Autophagy and endolysosomal trafficking are crucial in neuronal development, function and survival. These processes ensure efficient removal of misfolded aggregation-prone proteins and damaged organelles, such as dysfunctional mitochondria, thus allowing the maintenance of proper cellular homeostasis. Beside this, emerging evidence has pointed to their involvement in the regulation of the synaptic proteome needed to guarantee an efficient neurotransmitter release and synaptic plasticity. Along this line, an intimate interplay between the molecular machinery regulating synaptic vesicle endocytosis and synaptic autophagy is emerging, suggesting that synaptic quality control mechanisms need to be tightly coupled to neurosecretion to secure release accuracy. Defects in autophagy and endolysosomal pathway have been associated with neuronal dysfunction and extensively reported in Alzheimer’s, Parkinson’s, Huntington’s and amyotrophic lateral sclerosis among other neurodegenerative diseases, with common features and emerging genetic bases. In this review, we focus on the multiple roles of autophagy and endolysosomal system in neuronal homeostasis and highlight how their defects probably contribute to synaptic default and neurodegeneration in the above-mentioned diseases, discussing the most recent options explored for therapeutic interventions.

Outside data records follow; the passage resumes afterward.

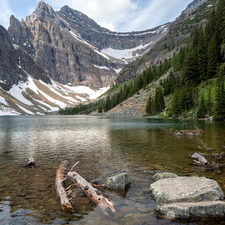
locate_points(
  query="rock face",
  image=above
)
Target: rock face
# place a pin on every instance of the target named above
(16, 63)
(193, 5)
(73, 48)
(182, 197)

自噬和溶酶体运输对神经元发育，功能和存活至关重要。这些过程可确保有效清除易折叠的聚集蛋白和受损的细胞器（例如功能异常的线粒体），从而维持适当的细胞体内平衡。除此之外，越来越多的证据表明它们参与调节突触蛋白质组，以保证有效的神经递质释放和突触可塑性。沿着这条线，调节突触小泡内吞作用和突触自噬的分子机制之间的密切相互作用正在出现，这表明突触质量控制机制需要紧密结合神经分泌以确保释放的准确性。自噬和溶酶体途径的缺陷与神经元功能障碍有关，在阿尔茨海默氏病，帕金森氏病，亨廷顿氏病和肌萎缩性侧索硬化症以及其他神经退行性疾病中得到了广泛报道，具有共同特征和新出现的遗传基础。在这篇综述中，我们关注自噬和溶酶体系统在神经元稳态中的多种作用，并强调它们的缺陷可能如何导致上述疾病的突触默认和神经退行性变，并探讨了治疗性干预措施的最新选择。